Казалось, ему как-то неловко перед Мариной за то, что на столе есть фотография его и Эльзы, за то, что в прихожей стоит неубранная пара домашних туфель жены, за то, что он вообще привел ее именно сюда. Марина села за стол, отпила немного кофе.
— Андрюша, как я тебя часто вспоминала и думала, что, может быть, ты так и остался тем мальчиком, таким славным. А еще представляла, что бы было, если бы вы не уехали тогда в Берлин. И не могла даже вообразить, каким же ты стал, просто не могла представить тебя большим.

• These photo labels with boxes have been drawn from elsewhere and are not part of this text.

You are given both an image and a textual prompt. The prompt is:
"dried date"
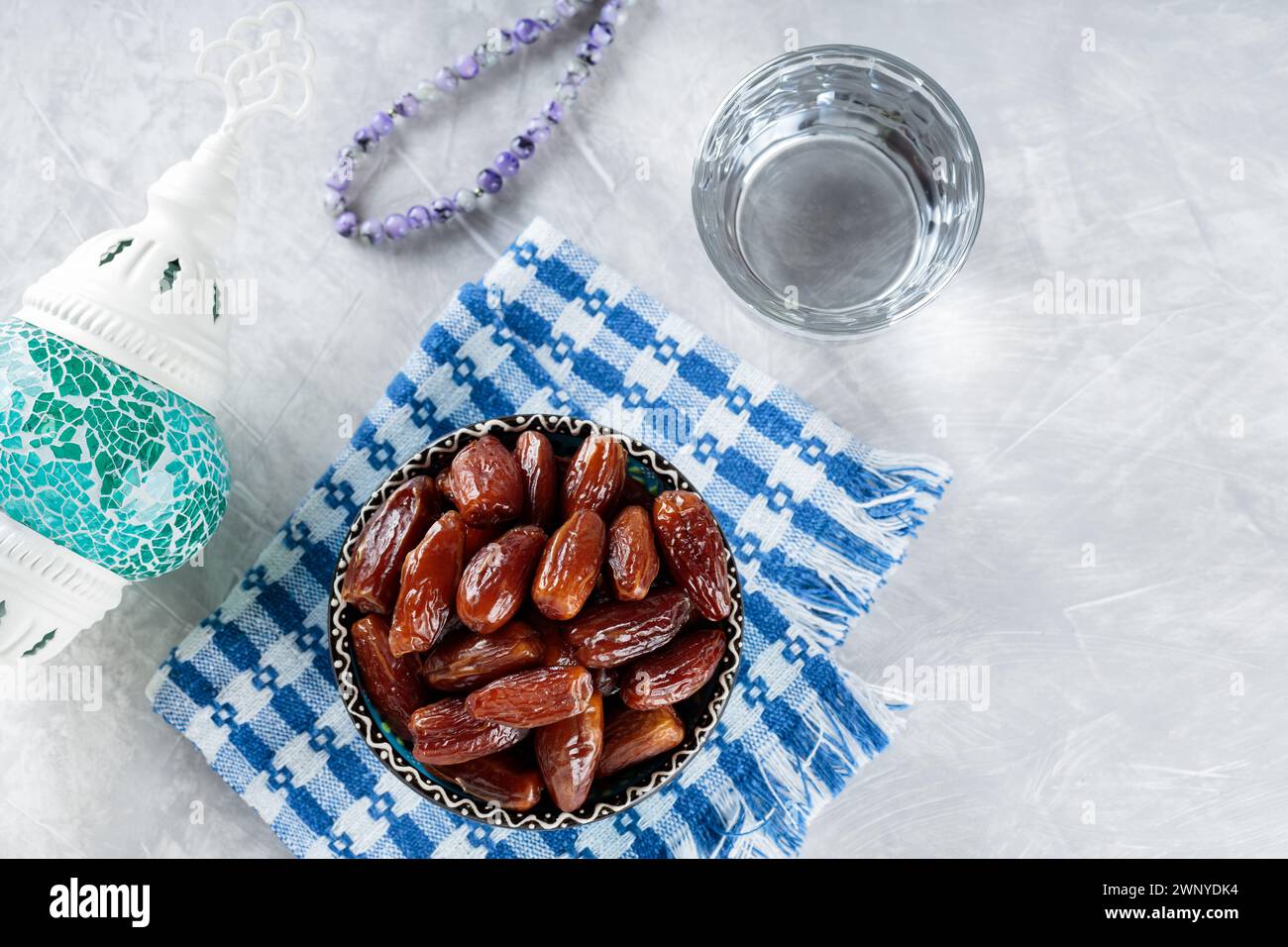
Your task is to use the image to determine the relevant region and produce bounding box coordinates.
[437,753,541,811]
[514,430,559,530]
[349,614,428,738]
[340,476,441,614]
[563,434,626,517]
[407,697,528,767]
[447,434,523,527]
[567,588,693,668]
[456,526,546,635]
[596,704,684,777]
[389,510,465,656]
[532,510,604,621]
[421,618,546,691]
[622,627,725,710]
[465,666,595,727]
[533,693,604,811]
[606,506,662,601]
[653,489,733,621]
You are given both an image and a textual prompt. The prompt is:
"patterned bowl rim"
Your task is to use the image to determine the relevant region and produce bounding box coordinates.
[327,414,743,831]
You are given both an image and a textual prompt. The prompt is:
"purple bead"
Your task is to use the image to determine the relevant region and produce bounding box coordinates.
[492,151,519,177]
[456,53,480,78]
[590,21,613,47]
[394,93,420,119]
[510,136,537,159]
[514,17,541,47]
[527,119,550,145]
[335,210,358,237]
[434,65,458,91]
[486,27,514,55]
[429,197,456,224]
[385,214,409,240]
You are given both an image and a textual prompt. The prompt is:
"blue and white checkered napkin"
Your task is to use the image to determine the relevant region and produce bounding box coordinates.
[150,220,948,857]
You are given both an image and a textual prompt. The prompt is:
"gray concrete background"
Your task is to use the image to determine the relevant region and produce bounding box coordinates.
[0,0,1288,857]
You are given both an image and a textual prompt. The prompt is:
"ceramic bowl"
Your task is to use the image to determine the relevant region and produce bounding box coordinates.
[327,415,743,830]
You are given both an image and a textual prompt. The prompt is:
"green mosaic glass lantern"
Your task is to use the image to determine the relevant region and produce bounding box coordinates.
[0,1,313,660]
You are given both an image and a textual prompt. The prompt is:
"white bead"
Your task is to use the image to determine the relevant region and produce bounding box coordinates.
[322,188,344,217]
[452,187,480,214]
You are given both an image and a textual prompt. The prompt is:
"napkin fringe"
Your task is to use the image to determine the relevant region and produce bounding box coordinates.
[711,668,902,858]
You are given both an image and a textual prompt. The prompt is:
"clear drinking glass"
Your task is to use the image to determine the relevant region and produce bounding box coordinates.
[693,46,984,340]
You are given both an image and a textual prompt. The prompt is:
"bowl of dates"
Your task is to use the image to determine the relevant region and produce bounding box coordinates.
[327,415,743,828]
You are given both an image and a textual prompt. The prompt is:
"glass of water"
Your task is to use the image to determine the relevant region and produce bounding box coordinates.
[693,46,984,340]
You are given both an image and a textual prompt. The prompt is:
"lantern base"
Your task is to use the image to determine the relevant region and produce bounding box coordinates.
[0,513,126,663]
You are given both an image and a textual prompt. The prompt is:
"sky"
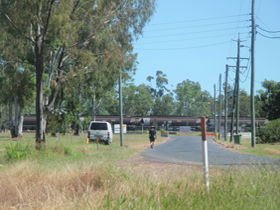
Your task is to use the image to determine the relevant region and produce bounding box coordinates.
[134,0,280,95]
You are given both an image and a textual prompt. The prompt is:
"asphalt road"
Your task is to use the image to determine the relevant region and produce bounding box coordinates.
[142,136,280,165]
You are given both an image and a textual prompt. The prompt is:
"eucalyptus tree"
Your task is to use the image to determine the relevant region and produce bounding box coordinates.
[0,63,35,138]
[174,80,211,117]
[123,84,153,116]
[0,0,154,149]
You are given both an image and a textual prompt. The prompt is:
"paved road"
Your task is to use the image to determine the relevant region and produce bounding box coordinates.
[142,136,280,165]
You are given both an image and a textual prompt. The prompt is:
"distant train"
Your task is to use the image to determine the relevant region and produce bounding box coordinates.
[23,115,267,130]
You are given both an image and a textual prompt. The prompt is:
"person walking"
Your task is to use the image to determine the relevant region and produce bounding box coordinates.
[149,126,157,149]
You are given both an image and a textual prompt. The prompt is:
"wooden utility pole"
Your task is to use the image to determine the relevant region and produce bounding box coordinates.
[119,71,123,147]
[228,35,248,136]
[224,65,228,141]
[251,0,256,147]
[218,74,222,139]
[235,36,240,134]
[214,84,217,137]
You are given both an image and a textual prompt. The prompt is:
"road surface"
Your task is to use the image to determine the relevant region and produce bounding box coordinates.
[142,136,280,165]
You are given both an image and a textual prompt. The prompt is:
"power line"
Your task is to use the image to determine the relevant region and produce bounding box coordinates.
[136,41,231,51]
[257,26,280,33]
[150,14,249,25]
[137,32,248,45]
[144,20,248,33]
[257,31,280,39]
[255,16,270,28]
[141,26,248,39]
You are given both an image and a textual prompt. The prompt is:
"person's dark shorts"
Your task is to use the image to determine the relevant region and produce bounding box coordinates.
[150,138,156,142]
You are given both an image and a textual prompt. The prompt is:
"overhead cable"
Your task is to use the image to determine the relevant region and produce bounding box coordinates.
[257,26,280,33]
[257,31,280,39]
[136,41,231,51]
[150,14,249,25]
[144,20,248,33]
[141,26,248,39]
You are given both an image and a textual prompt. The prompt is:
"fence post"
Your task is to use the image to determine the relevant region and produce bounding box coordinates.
[200,117,209,192]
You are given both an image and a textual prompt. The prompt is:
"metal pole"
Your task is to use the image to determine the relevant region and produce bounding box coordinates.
[230,81,236,142]
[214,84,217,137]
[251,0,256,147]
[235,35,240,134]
[119,71,123,147]
[218,74,222,139]
[200,117,209,192]
[92,94,96,121]
[224,65,228,141]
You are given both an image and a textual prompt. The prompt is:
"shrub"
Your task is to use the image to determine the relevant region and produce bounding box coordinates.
[5,143,32,161]
[258,119,280,143]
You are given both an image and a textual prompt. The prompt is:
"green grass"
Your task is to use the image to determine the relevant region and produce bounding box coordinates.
[0,134,280,210]
[216,138,280,158]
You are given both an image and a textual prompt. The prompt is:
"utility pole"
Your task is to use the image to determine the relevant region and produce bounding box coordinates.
[228,35,248,136]
[119,71,123,147]
[230,79,236,142]
[235,35,240,134]
[214,84,217,137]
[218,74,222,139]
[251,0,256,147]
[91,93,96,121]
[224,65,228,141]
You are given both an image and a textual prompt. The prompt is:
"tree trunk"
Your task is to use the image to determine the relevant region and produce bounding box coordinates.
[9,98,23,138]
[74,123,81,136]
[35,38,46,150]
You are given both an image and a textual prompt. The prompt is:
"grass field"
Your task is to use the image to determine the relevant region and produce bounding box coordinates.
[216,135,280,158]
[0,134,280,210]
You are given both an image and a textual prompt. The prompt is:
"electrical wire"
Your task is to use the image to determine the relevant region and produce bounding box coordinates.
[141,26,248,39]
[137,32,248,45]
[136,41,231,51]
[257,26,280,33]
[257,31,280,39]
[144,20,248,33]
[150,14,250,25]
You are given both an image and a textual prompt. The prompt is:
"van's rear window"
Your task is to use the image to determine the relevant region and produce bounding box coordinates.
[90,123,107,130]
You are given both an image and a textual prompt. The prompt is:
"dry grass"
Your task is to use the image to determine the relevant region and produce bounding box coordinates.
[0,161,110,209]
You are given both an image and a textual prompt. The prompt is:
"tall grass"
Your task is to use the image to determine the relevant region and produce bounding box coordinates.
[0,135,280,210]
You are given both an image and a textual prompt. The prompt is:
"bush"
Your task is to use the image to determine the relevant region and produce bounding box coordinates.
[258,119,280,143]
[5,143,32,161]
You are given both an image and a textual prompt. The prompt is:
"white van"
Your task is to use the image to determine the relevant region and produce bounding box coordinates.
[88,121,113,144]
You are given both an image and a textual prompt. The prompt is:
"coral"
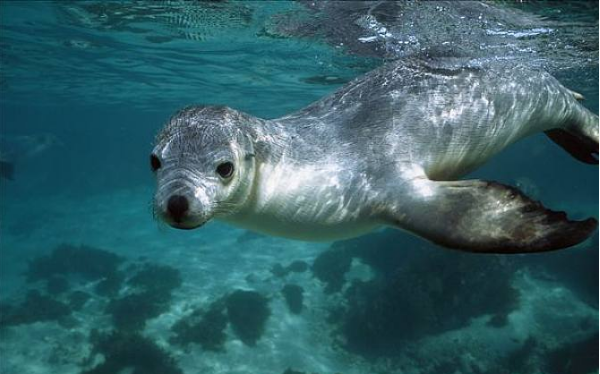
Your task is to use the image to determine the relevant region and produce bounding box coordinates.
[281,284,304,314]
[0,290,71,326]
[225,290,271,346]
[106,292,170,330]
[312,248,352,293]
[503,337,539,373]
[68,291,92,310]
[545,334,598,374]
[106,264,181,331]
[94,271,125,297]
[46,275,69,296]
[26,244,123,281]
[287,260,308,273]
[82,331,183,374]
[271,260,308,278]
[127,264,181,294]
[324,233,519,356]
[271,264,288,278]
[172,300,228,351]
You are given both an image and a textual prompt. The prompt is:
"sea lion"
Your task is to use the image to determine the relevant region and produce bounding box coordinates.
[150,59,598,253]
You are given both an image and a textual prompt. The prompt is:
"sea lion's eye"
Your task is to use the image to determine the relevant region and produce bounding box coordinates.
[217,161,233,179]
[150,154,160,171]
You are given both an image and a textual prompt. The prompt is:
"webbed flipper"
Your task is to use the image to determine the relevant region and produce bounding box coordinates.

И однажды подумала, что если встречу тебя опять, то никогда не упущу возможность все это узнать. — С этими словами она поднялась и поцеловала его.
Утром Андрей проснулся и почувствовал, что в квартире пахнет сигаретами. Он вышел на кухню, где уже сидела Марина, в халате Эльзы.
— Доброе утро, Андрюша. Не хотела тебя будить. Как ты спал?
— Марина…
— Знаешь, я вчера будто вернулась в детство. Ты прости, кофе с тобой пить не буду, — говорила она, вставая из-за стола. — У меня поезд через два часа, а еще надо заехать в контору, ведь вчера я так ничего и не сделала, из-за тебя, между прочим. Я такси уже вызвала.
Он прислонился к стене и смотрел на Марину почти с удивлением. Она подошла, пожала его руку и через десять минут уже стояла в дверях.
— Я была рада тебя встретить. Глупо, конечно, вот так расставаться, но сейчас мне особенно ясно, что жизни наши разошлись еще тогда, а нынешняя моя попытка их снова соединить — ерунда. Мы с Отто скоро переберемся в Париж… Всего тебе хорошего, Андрюша. Я буду продолжать о тебе помнить. Да. Прости, я не убрала диван в комнате для гостей, просто уже очень спешу. Спасибо за ночлег, диван, если честно, не слишком удобный, но точно лучше гостиничного.
Андрей поцеловал ее руку и закрыл дверь, подошел к окну на кухне и увидел, как Марина вышла из подъезда, водитель открыл дверцу машины и, садясь, она задрала голову, улыбнулась и крикнула:
— А знаешь, ты все такой же! — и уехала.
Андрей не различил всей фразы и только помахал рукой. Через минуту раздался телефонный звонок.